Wednesday, 10 December 2008

Primary pupils lead the western world in Maths

The Daily Mail writes that primary school pupils lead the western world in maths skills, according to a new survey. Our ten-year-olds have outstripped their peers in the U.S., Australia and New Zealand as well as the rest of Europe, including Germany, Italy, the Netherlands and Sweden.

But the news from the international comparison of 425,000 youngsters was not all good. English children have been passed in their turn by youngsters from Kazakhstan, the former Soviet Republic portrayed as a nation of barely-civilised simpletons by Sacha Baron Cohen's comic creation Borat. Experts said a traditional curriculum and a belief in the importance of maths and science were behind Kazakhstan's success. Though poverty is widespread in the oil-producing country, it has an emerging middle class keen on rigorous academic education.

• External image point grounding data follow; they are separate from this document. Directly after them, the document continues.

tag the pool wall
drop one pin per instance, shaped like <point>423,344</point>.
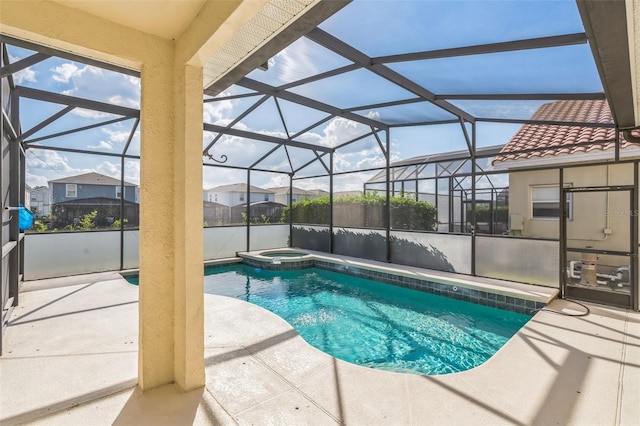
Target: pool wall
<point>455,290</point>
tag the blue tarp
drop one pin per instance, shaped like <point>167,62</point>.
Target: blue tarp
<point>25,218</point>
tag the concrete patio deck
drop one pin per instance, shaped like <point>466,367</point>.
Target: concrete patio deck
<point>71,359</point>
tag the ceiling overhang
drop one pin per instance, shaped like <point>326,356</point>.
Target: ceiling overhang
<point>259,39</point>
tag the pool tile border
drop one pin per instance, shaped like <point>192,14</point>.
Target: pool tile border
<point>452,290</point>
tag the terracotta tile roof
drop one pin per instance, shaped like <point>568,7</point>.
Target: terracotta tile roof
<point>554,140</point>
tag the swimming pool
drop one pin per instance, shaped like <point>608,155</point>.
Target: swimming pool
<point>370,323</point>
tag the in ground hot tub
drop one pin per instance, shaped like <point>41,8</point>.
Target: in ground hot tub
<point>283,253</point>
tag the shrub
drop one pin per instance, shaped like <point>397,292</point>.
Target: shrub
<point>364,211</point>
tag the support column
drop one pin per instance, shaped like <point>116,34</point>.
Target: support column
<point>189,276</point>
<point>171,346</point>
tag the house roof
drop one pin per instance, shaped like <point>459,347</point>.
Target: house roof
<point>545,140</point>
<point>91,179</point>
<point>240,187</point>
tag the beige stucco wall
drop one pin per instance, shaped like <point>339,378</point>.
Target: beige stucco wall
<point>171,341</point>
<point>592,212</point>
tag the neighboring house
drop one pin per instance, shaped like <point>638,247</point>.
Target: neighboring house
<point>236,194</point>
<point>282,195</point>
<point>215,214</point>
<point>39,200</point>
<point>534,195</point>
<point>261,212</point>
<point>74,196</point>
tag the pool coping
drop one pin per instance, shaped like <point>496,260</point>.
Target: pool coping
<point>507,295</point>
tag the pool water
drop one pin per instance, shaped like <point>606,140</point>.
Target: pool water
<point>373,324</point>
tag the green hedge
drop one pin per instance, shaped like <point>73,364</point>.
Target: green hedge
<point>368,210</point>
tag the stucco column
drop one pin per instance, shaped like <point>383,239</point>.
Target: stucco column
<point>171,346</point>
<point>188,217</point>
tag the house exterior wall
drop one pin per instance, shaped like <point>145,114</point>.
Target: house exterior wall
<point>59,192</point>
<point>40,203</point>
<point>234,198</point>
<point>591,213</point>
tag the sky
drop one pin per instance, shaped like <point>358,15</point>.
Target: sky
<point>377,28</point>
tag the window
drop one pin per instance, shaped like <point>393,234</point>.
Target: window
<point>72,190</point>
<point>545,202</point>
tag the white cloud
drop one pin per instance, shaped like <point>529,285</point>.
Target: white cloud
<point>99,84</point>
<point>117,136</point>
<point>35,180</point>
<point>217,112</point>
<point>295,62</point>
<point>47,160</point>
<point>64,72</point>
<point>101,145</point>
<point>24,75</point>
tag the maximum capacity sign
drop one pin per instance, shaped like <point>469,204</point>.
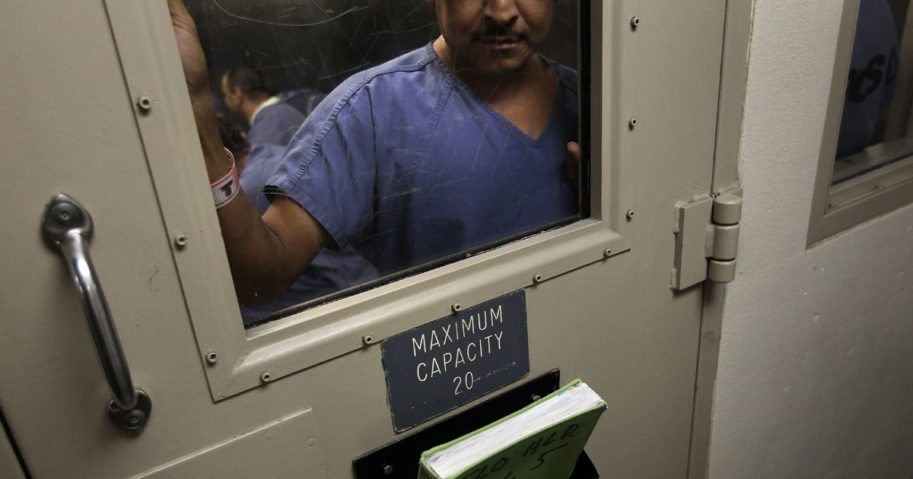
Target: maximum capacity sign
<point>450,361</point>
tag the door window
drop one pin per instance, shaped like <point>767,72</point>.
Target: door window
<point>866,166</point>
<point>347,108</point>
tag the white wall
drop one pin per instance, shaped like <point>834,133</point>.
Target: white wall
<point>815,375</point>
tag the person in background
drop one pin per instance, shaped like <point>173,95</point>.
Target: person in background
<point>272,123</point>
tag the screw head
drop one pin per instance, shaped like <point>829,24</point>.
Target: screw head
<point>134,419</point>
<point>65,214</point>
<point>144,103</point>
<point>180,241</point>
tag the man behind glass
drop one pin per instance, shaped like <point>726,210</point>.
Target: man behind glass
<point>448,147</point>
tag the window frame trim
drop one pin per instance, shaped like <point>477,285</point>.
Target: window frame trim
<point>235,360</point>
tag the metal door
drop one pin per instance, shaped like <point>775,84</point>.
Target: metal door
<point>93,104</point>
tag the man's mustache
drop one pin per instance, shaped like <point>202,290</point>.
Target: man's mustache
<point>492,31</point>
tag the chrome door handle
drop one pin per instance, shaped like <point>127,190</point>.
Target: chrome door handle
<point>67,226</point>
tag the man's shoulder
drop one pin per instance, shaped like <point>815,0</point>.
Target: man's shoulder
<point>388,77</point>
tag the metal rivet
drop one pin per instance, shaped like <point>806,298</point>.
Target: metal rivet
<point>144,103</point>
<point>212,357</point>
<point>180,241</point>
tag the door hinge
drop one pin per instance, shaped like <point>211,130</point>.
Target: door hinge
<point>706,240</point>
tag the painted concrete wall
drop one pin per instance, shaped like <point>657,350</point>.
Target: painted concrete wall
<point>815,375</point>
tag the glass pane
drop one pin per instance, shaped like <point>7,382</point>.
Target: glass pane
<point>875,128</point>
<point>410,150</point>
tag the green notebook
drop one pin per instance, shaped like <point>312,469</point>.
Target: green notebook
<point>540,441</point>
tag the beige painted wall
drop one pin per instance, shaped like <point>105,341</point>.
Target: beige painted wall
<point>815,374</point>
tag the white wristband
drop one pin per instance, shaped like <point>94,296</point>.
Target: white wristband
<point>226,188</point>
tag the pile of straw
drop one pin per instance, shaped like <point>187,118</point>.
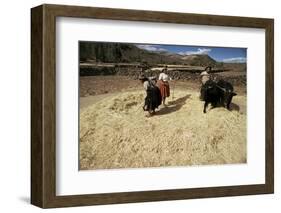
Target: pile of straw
<point>114,133</point>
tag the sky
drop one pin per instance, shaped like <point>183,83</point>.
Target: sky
<point>220,54</point>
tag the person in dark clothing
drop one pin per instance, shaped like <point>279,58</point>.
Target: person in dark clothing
<point>153,96</point>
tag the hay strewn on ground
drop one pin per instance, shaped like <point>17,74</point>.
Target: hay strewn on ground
<point>114,133</point>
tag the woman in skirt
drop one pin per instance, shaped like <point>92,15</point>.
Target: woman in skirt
<point>163,83</point>
<point>153,96</point>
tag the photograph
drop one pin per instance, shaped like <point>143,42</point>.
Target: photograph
<point>161,105</point>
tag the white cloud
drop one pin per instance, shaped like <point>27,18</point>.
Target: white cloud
<point>235,60</point>
<point>199,51</point>
<point>152,48</point>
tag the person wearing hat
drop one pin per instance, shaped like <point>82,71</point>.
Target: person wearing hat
<point>153,95</point>
<point>163,83</point>
<point>205,76</point>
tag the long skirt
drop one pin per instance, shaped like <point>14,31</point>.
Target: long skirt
<point>152,100</point>
<point>164,88</point>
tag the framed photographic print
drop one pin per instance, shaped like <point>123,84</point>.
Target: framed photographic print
<point>136,106</point>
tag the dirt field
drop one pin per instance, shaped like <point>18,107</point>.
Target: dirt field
<point>114,132</point>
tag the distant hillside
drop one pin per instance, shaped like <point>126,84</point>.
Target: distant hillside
<point>128,53</point>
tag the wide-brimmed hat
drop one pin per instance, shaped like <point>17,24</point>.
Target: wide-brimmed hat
<point>142,77</point>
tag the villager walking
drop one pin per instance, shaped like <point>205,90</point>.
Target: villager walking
<point>205,76</point>
<point>153,96</point>
<point>163,83</point>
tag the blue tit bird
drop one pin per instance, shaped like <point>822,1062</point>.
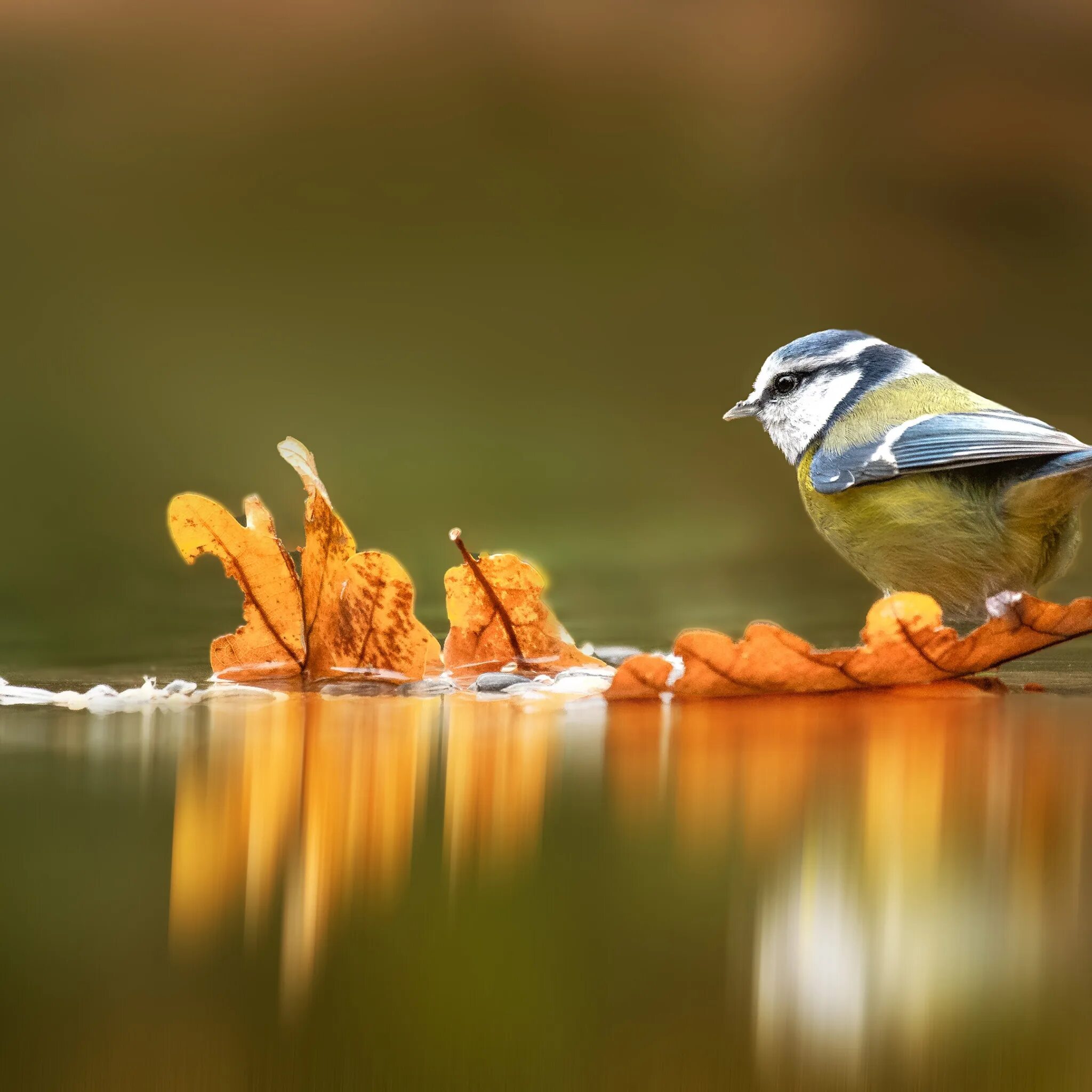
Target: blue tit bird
<point>919,483</point>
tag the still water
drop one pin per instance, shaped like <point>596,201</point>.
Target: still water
<point>854,892</point>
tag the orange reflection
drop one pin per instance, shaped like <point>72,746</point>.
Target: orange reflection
<point>498,760</point>
<point>633,759</point>
<point>317,797</point>
<point>937,871</point>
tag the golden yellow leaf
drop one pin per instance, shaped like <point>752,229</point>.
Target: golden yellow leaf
<point>357,607</point>
<point>903,644</point>
<point>329,543</point>
<point>353,614</point>
<point>497,615</point>
<point>270,643</point>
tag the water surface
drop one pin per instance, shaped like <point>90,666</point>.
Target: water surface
<point>869,889</point>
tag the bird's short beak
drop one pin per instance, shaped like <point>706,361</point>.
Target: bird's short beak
<point>748,407</point>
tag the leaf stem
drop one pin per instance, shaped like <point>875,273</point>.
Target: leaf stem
<point>457,536</point>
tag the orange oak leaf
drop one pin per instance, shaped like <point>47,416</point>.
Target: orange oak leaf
<point>350,614</point>
<point>904,643</point>
<point>357,607</point>
<point>270,643</point>
<point>497,616</point>
<point>645,676</point>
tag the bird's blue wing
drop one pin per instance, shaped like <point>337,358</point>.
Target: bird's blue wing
<point>941,443</point>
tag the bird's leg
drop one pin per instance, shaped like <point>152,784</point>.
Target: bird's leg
<point>1004,605</point>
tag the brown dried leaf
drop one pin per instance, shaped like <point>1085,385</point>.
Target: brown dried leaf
<point>353,614</point>
<point>903,643</point>
<point>638,677</point>
<point>482,639</point>
<point>329,542</point>
<point>270,643</point>
<point>357,607</point>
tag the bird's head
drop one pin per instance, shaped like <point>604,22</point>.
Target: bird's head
<point>807,383</point>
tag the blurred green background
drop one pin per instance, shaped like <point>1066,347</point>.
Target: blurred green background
<point>504,267</point>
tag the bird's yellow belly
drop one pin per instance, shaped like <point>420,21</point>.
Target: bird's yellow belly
<point>952,537</point>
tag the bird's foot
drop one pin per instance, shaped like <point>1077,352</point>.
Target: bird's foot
<point>1004,605</point>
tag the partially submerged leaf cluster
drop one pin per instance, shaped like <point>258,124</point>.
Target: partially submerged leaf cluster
<point>904,643</point>
<point>346,613</point>
<point>350,614</point>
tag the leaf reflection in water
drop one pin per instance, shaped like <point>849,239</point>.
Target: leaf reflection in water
<point>317,799</point>
<point>499,755</point>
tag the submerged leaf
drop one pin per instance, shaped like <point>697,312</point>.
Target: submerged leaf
<point>357,607</point>
<point>903,643</point>
<point>270,643</point>
<point>497,615</point>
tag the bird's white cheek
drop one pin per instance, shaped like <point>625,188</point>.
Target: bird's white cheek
<point>794,423</point>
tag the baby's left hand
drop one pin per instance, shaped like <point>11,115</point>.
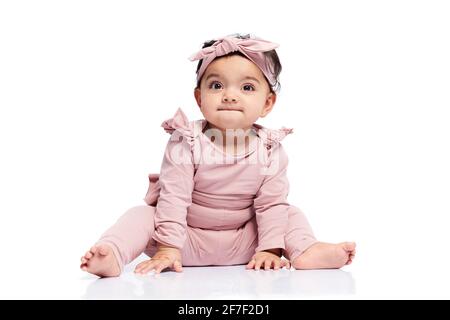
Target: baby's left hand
<point>268,260</point>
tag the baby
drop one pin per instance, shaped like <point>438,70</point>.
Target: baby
<point>220,197</point>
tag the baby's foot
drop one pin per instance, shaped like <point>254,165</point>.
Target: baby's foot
<point>100,260</point>
<point>326,256</point>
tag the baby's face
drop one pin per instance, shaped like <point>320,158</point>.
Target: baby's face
<point>233,93</point>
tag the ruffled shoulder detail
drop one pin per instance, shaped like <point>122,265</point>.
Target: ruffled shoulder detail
<point>180,124</point>
<point>272,137</point>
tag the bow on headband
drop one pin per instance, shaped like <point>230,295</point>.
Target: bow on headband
<point>253,49</point>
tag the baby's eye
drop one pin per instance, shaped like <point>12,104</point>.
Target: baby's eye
<point>215,85</point>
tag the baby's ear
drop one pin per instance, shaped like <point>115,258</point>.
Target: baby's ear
<point>198,97</point>
<point>270,102</point>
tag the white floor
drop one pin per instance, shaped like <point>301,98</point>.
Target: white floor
<point>232,282</point>
<point>380,271</point>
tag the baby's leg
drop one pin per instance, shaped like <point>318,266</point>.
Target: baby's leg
<point>305,252</point>
<point>121,243</point>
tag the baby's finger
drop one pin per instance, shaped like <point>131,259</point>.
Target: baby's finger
<point>258,264</point>
<point>161,266</point>
<point>145,266</point>
<point>149,267</point>
<point>276,264</point>
<point>141,266</point>
<point>285,263</point>
<point>177,266</point>
<point>267,264</point>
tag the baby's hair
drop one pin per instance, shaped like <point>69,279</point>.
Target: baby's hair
<point>271,56</point>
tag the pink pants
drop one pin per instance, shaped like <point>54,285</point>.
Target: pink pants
<point>132,235</point>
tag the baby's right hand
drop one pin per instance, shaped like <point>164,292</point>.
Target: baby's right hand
<point>165,257</point>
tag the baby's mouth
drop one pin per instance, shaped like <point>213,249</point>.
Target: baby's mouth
<point>229,109</point>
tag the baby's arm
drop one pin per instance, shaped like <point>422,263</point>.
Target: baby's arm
<point>271,209</point>
<point>177,183</point>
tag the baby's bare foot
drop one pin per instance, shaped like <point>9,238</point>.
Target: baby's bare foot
<point>326,256</point>
<point>100,260</point>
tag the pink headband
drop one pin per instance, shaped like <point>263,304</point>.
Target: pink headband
<point>251,48</point>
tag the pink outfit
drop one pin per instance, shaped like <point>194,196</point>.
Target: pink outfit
<point>215,212</point>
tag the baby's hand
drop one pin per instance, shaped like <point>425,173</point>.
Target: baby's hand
<point>268,260</point>
<point>165,257</point>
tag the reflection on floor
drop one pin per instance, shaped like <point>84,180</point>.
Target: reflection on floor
<point>231,282</point>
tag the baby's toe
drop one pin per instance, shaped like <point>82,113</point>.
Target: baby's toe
<point>103,250</point>
<point>349,246</point>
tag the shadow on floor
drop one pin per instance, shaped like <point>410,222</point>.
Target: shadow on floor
<point>230,282</point>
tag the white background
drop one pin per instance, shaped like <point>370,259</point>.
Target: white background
<point>85,85</point>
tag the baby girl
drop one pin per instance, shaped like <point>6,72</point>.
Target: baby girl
<point>220,197</point>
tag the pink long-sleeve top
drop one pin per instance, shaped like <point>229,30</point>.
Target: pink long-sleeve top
<point>202,186</point>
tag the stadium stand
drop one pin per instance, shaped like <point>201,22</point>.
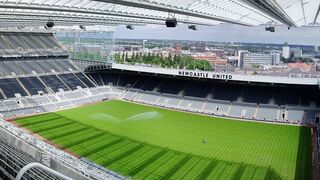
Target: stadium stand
<point>260,102</point>
<point>12,160</point>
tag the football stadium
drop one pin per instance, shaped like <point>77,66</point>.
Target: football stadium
<point>124,115</point>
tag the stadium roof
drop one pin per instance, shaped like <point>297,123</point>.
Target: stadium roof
<point>135,12</point>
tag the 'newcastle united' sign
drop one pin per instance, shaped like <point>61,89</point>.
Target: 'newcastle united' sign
<point>205,75</point>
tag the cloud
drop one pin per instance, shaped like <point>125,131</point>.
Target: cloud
<point>224,33</point>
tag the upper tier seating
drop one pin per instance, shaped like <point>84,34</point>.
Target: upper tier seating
<point>10,87</point>
<point>9,67</point>
<point>33,85</point>
<point>53,82</point>
<point>27,44</point>
<point>72,81</point>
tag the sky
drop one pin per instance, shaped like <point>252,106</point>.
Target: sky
<point>224,33</point>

The improvement among English children follows the introduction of a daily numeracy lesson in primary schools, which put renewed emphasis on times tables and arithmetic.

The survey, known as Timms (Trends in International Maths and Science Study), is held every four years. Our ten-year-olds were 17th of 26 countries in 1995 but seventh of 36 last year, while 14-year-olds were seventh of 49 - up from 25th of 41 in 1995. Among ten-year-olds England was decisively outperformed only by countries on the Pacific Rim, including Japan and South Korea.